Según una crónica periodística de hace un par de años, Ana Ponikvar, una traductora jubilada y viuda de 80 y tantos años, sin moverse de su casa, ha vivido en siete países diferentes. Desde el Imperio Austrohúngaro hasta la actual Eslovenia, país de la UE. Pero lo más atractivo no es tanto la afiliación administrativa o el color de su documento de identidad, siete en el transcurso de su vida, sino que en ese período de tiempo ha tenido que cantar otros tantos himnos nacionales, hacer la genuflexión ante otros tantos iconos y, sobre todo, defender otras tantas filosofías de vida. Esta señora se ha visto obligada a soportar, entusiasmarse, denigrar o enaltecer otros tantos conjuntos de valores. Siete países, siete regímenes políticos, siete colectivos de autoridades, y siete formas y maneras de vivir la vida. La verdad es que el mundo ha sido y es, por utilizar una expresión feliz de Roberto Musil, un manicomio babilónico no solo por los lenguajes orales, lo que cada uno habla, sino sobre todo por la multitud de formas y maneras de enfrentar la vida y de entender la muerte, que no es sino el punto de referencia para comprender todo lo que hacemos y sentimos, y a lo que llamamos de muchas maneras y formas: identidades sociales, tribus, clanes, razas o pandillas. Y, en un lenguaje más cultivado, Estados y naciones. Por más que se quiera uno desgajar de lo que nombramos como sus raíces, la casta, el linaje y la etnia siempre están ahí para identificarnos, para fotografiarnos entre los nuestros. Y así lo expresan nuestros modos y costumbres, que son el testigo de cómo sentimos las pasiones y las acciones del hombre.
Fernando Riaza apuntaba que esta manera de ser se describe de dos formas. Una, sicológica, cuando se habla del carácter, del temperamento, del alma de un pueblo, lo que suele ocurrir en situaciones en las que el grupo busca y exige mayor autonomía y menor dependencia de otros poderes superiores: normalmente pasa cuando una sociedad desea tener un Estado a su nombre o, al menos, suficiente margen para organizar sus cosas sin intromisión ajena. La otra manera de manifestar lo que somos como colectivo es mediante un conjunto de valores, un proyecto moral: aquello en lo que creemos, nuestros derechos y nuestros respetos, que se aprecia en cómo nos casamos y elegimos pareja, qué hacemos al nacer o cómo elegimos a nuestras autoridades.

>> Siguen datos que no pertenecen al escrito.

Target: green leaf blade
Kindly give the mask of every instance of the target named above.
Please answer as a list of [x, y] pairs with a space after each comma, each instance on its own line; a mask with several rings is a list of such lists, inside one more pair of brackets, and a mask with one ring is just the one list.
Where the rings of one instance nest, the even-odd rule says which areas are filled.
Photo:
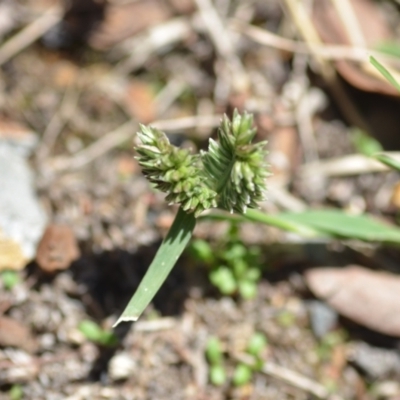
[[393, 78], [393, 75], [374, 57], [371, 56], [369, 61], [382, 74], [382, 76], [400, 92], [400, 84]]
[[351, 215], [341, 210], [328, 209], [281, 213], [279, 217], [292, 223], [308, 225], [310, 228], [337, 238], [400, 243], [398, 227], [368, 215]]
[[174, 223], [161, 243], [153, 262], [114, 326], [123, 321], [136, 321], [140, 317], [188, 244], [195, 224], [196, 218], [193, 213], [188, 214], [179, 208]]
[[398, 159], [390, 157], [385, 153], [375, 154], [374, 158], [376, 158], [381, 163], [387, 165], [389, 168], [400, 171], [400, 161]]
[[299, 213], [266, 214], [250, 209], [243, 216], [213, 212], [204, 219], [249, 220], [293, 232], [306, 238], [358, 239], [366, 242], [400, 243], [400, 228], [371, 215], [352, 215], [338, 209], [306, 210]]

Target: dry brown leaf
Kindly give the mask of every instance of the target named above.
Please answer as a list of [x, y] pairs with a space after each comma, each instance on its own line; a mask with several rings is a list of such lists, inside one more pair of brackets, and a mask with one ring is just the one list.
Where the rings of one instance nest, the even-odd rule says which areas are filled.
[[4, 315], [0, 316], [0, 346], [18, 347], [28, 353], [37, 349], [36, 340], [28, 327]]
[[139, 0], [126, 4], [111, 4], [107, 7], [105, 20], [91, 35], [89, 43], [99, 50], [136, 33], [155, 26], [171, 17], [171, 11], [162, 0]]
[[36, 262], [45, 272], [68, 268], [80, 255], [71, 228], [67, 225], [49, 225], [40, 240]]
[[[387, 41], [394, 41], [394, 35], [388, 23], [380, 12], [379, 4], [370, 0], [350, 0], [365, 43], [369, 48]], [[330, 0], [314, 2], [314, 25], [325, 43], [352, 45], [346, 34], [346, 28], [338, 16]], [[362, 65], [356, 62], [339, 60], [335, 62], [338, 72], [353, 86], [371, 92], [398, 95], [393, 88], [379, 76], [368, 73]]]
[[311, 291], [343, 316], [387, 335], [400, 336], [400, 276], [350, 265], [306, 272]]

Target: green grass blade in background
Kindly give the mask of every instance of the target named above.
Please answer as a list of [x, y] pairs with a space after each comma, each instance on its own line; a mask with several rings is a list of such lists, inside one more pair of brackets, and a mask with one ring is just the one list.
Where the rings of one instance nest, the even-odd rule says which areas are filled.
[[[248, 209], [246, 214], [231, 214], [225, 211], [213, 211], [209, 214], [203, 215], [199, 220], [216, 220], [216, 221], [232, 221], [243, 223], [246, 221], [257, 222], [260, 224], [265, 224], [269, 226], [274, 226], [276, 228], [282, 229], [284, 231], [297, 233], [304, 237], [319, 237], [323, 236], [323, 233], [315, 228], [308, 226], [302, 222], [290, 221], [287, 218], [281, 218], [280, 214], [267, 214], [259, 210]], [[326, 235], [325, 235], [326, 236]]]
[[375, 50], [400, 58], [400, 45], [395, 40], [386, 40], [374, 46]]
[[365, 156], [370, 157], [383, 151], [383, 147], [379, 141], [361, 129], [352, 129], [350, 131], [350, 139], [357, 152]]
[[281, 213], [280, 218], [303, 223], [330, 236], [368, 242], [400, 243], [400, 229], [368, 215], [350, 215], [340, 210], [310, 210]]
[[307, 210], [300, 213], [266, 214], [247, 210], [244, 216], [213, 212], [204, 219], [245, 222], [250, 220], [308, 238], [358, 239], [366, 242], [400, 243], [400, 228], [370, 215], [351, 215], [341, 210]]
[[385, 153], [375, 154], [374, 158], [376, 158], [381, 163], [387, 165], [388, 167], [395, 169], [396, 171], [400, 171], [400, 161], [388, 156]]
[[290, 218], [281, 217], [281, 214], [267, 214], [265, 212], [249, 209], [247, 210], [246, 214], [243, 215], [244, 219], [253, 222], [260, 222], [262, 224], [266, 224], [269, 226], [274, 226], [276, 228], [283, 229], [285, 231], [297, 233], [301, 236], [305, 237], [316, 237], [316, 236], [324, 236], [323, 233], [316, 229], [307, 221], [297, 221], [291, 220]]
[[370, 57], [369, 61], [371, 64], [386, 78], [386, 80], [400, 92], [400, 85], [396, 79], [393, 78], [392, 74], [374, 57]]
[[136, 321], [164, 283], [188, 244], [196, 224], [194, 214], [179, 208], [142, 282], [114, 326], [122, 321]]

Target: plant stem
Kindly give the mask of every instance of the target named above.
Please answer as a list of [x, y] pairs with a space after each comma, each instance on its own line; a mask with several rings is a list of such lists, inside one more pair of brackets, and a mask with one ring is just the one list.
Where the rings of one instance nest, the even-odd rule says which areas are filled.
[[114, 326], [122, 321], [136, 321], [149, 305], [168, 274], [188, 244], [196, 218], [179, 208], [175, 220], [161, 243], [153, 262], [146, 272], [135, 294]]

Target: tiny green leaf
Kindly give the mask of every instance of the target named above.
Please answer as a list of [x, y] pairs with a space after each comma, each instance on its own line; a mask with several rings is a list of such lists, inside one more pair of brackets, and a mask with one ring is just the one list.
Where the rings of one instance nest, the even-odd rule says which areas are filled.
[[233, 266], [233, 271], [235, 272], [236, 279], [238, 280], [243, 279], [246, 274], [246, 271], [249, 268], [247, 263], [241, 258], [233, 259], [231, 263]]
[[16, 271], [6, 270], [1, 273], [1, 280], [6, 290], [11, 290], [20, 282], [19, 275]]
[[192, 254], [202, 262], [211, 264], [214, 261], [213, 250], [205, 240], [194, 240], [190, 246], [190, 250]]
[[224, 258], [226, 260], [237, 260], [243, 258], [246, 255], [247, 249], [241, 243], [235, 243], [230, 249], [224, 252]]
[[238, 364], [233, 373], [233, 384], [235, 386], [243, 386], [250, 382], [253, 376], [252, 369], [246, 364]]
[[257, 294], [257, 285], [253, 281], [243, 279], [239, 282], [239, 293], [246, 300], [253, 299]]
[[210, 367], [210, 381], [215, 386], [221, 386], [226, 382], [226, 372], [222, 365]]
[[206, 346], [207, 359], [211, 365], [222, 363], [222, 346], [220, 340], [213, 336], [208, 339]]
[[260, 276], [261, 276], [260, 268], [252, 267], [246, 271], [246, 279], [249, 281], [256, 282], [260, 279]]
[[114, 346], [118, 342], [113, 332], [102, 329], [93, 321], [82, 321], [78, 329], [85, 335], [86, 339], [104, 346]]
[[93, 321], [82, 321], [78, 329], [85, 335], [86, 339], [98, 341], [102, 334], [102, 329]]
[[10, 400], [21, 400], [24, 397], [21, 385], [13, 385], [8, 394], [10, 395]]
[[210, 281], [223, 294], [232, 294], [236, 291], [236, 279], [230, 268], [221, 266], [210, 273]]
[[284, 310], [278, 314], [277, 321], [284, 328], [290, 328], [296, 322], [296, 317], [288, 310]]
[[267, 338], [263, 333], [256, 332], [250, 338], [249, 344], [247, 346], [247, 352], [255, 357], [258, 357], [260, 353], [267, 346]]

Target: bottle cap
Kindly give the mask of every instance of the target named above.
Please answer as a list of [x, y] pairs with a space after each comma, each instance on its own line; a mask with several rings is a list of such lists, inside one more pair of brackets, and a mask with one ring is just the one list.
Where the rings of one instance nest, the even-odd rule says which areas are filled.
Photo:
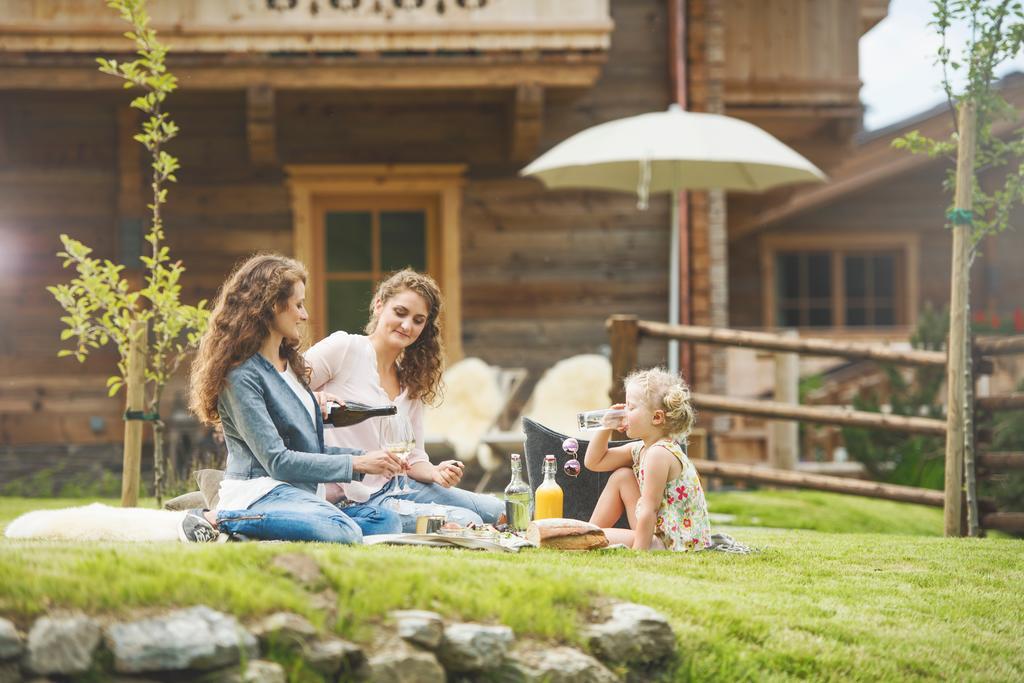
[[547, 455], [544, 456], [544, 462], [555, 462], [555, 456], [548, 453]]
[[508, 457], [511, 458], [512, 460], [519, 460], [519, 458], [521, 458], [522, 456], [519, 455], [518, 453], [512, 453]]

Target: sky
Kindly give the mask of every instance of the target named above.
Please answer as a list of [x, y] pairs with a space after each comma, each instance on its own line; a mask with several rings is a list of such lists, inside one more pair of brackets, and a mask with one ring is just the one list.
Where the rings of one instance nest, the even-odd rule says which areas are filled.
[[[939, 37], [928, 25], [931, 0], [891, 0], [889, 16], [860, 40], [861, 100], [866, 106], [864, 127], [883, 128], [930, 109], [945, 100], [942, 70], [934, 64]], [[955, 27], [950, 45], [964, 45], [965, 27]], [[954, 50], [954, 57], [959, 53]], [[1024, 72], [1024, 55], [1005, 62], [1002, 76]]]

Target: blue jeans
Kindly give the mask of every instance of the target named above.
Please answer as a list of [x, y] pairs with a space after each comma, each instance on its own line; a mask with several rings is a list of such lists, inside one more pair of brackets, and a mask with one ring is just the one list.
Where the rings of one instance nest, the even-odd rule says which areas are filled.
[[[459, 488], [445, 488], [440, 484], [424, 484], [408, 477], [412, 493], [396, 494], [398, 477], [391, 479], [366, 504], [386, 511], [394, 511], [402, 520], [402, 531], [416, 531], [416, 518], [421, 515], [444, 515], [450, 522], [462, 526], [496, 524], [505, 512], [505, 502], [494, 496], [473, 493]], [[355, 507], [355, 506], [353, 506]], [[344, 508], [345, 512], [352, 507]]]
[[275, 487], [248, 510], [220, 510], [217, 526], [229, 534], [279, 541], [362, 543], [363, 535], [396, 534], [398, 514], [372, 505], [339, 510], [315, 494], [288, 484]]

A la vista de todo esto, el presidente francés, que representa al Estado y también políticamente a la derecha, ha planteado una pregunta pública a todos los ciudadanos que puede resultar inquietante: ¿conseguiríamos definir lo que somos y lo que nos señala en el mundo como franceses?, ¿seríamos capaces de describir los rasgos que definen nuestra identidad de nación?, ¿nos atreveríamos a dedicar un rato a pensar en qué consiste lo que somos? Y ha encargado de coordinar este quehacer a un ministro de su gabinete, que en seguida ha abandonado en un rincón los aspectos sicológicos y se ha ido a dejar claro que la sociedad francesa representa, mantiene y exige cinco valores del todo indeclinables: libertad; igualdad; fraternidad; laicidad y democracia. Y ese marco, que seguramente compartirán no solo casi todos los franceses sino la inmensa mayoría de europeos, es básico e inamovible.
Hasta aquí, perfecto. Pero lo que hace sospechar de los propósitos del presidente francés y, como en el caso del humo, deja entrever un cierto fuego subterráneo es que haya encargado de esta tarea, compleja y difícil de alto nivel teórico, precisamente al ministro de Inmigración. Lo que no está ni bien ni mal pero sí que lleva a otro escenario, a un diferente contexto en la línea de lo que describe Ulrich Beck como nacionalismos introvertidos. ¿Podría relacionarse esta trama con el grito de trabajadores que el día de Cataluña gritaron a las instituciones que se dejaran de monsergas de identidades catalanistas y se ocuparan del paro, que es lo principal? Esto demuestra una vez más que el verdadero y último problema es, como decía Bertolt Brech, que en cualquier país me puedo morir de hambre.